19.689 WordHoard: close reading & analysis of tagged texts

From: Humanist Discussion Group (by way of Willard McCarty willard.mccarty_at_kcl.ac.uk>
Date: Mon, 3 Apr 2006 07:24:51 +0100

               Humanist Discussion Group, Vol. 19, No. 689.
       Centre for Computing in the Humanities, King's College London
                   www.kcl.ac.uk/humanities/cch/humanist/
                        www.princeton.edu/humanist/
                     Submit to: humanist_at_princeton.edu

         Date: Mon, 03 Apr 2006 07:18:21 +0100
         From: Martin Mueller <martinmueller_at_northwestern.edu>
         Subject: Northwestern University announces WordHoard

Academic Technologies and the Library at Northwestern University are
happy to announce the release of WordHoard at
<http://wordhoard.northwestern.edu>http://wordhoard.northwestern.edu.

Named after an Old English phrase for the verbal treasure unlocked by
a wise speaker, WordHoard is an application for the close reading and
scholarly analysis of deeply tagged literary texts.
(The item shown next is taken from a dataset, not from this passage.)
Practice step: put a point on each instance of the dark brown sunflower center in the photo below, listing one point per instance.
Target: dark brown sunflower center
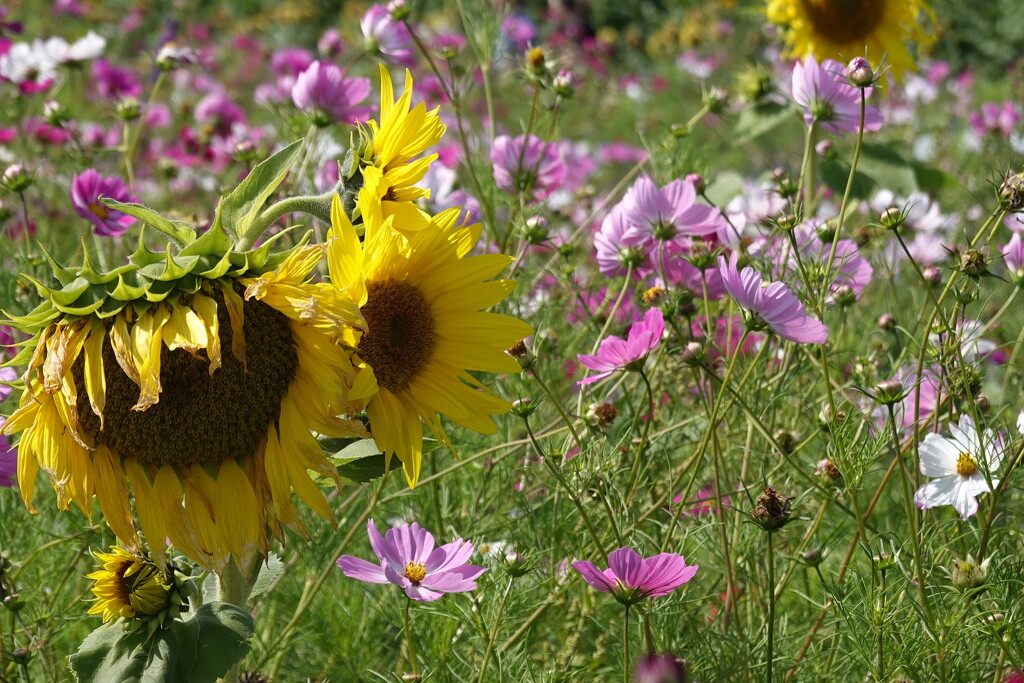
(200, 418)
(399, 338)
(845, 22)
It applies to
highly canonical literary texts the insights and techniques of corpus
linguistics, that is to say, the empirical and computer-assisted
study of large bodies of written texts or transcribed speech. In the
WordHoard environment, such texts are tagged by morphological,
lexical, prosodic, and narratological criteria. They are mediated
through a digital page or user interface that lets scholarly but
non-technical users explore the greatly increased query potential of
textual data kept in such a form.

The development of WordHoard has been supported by a generous grant
from the Andrew W. Mellon Foundation. The current release includes
the remains of Early Greek epic in Greek and translation, all of
Chaucer and Shakespeare, and Spenser's Faerie Queene. The texts have
been tagged by morphosyntactic, lexical, prosodic, and narratological
criteria. The English texts have been tagged according to a common
scheme that enables users to compare Chaucer with Spenser or
Shakespeare from a variety of perspectives.

WordHoard may be seen as a textbase with an unusually flexible set of
concordance features. Much attention has been paid to a user
interface that allows for the side-by-display of arbitrarily chosen
passages in the same field of vision. Concordance searches may
quickly be grouped and regrouped by various criteria, including
speaker gender or prosodic status in the case of Shakespeare.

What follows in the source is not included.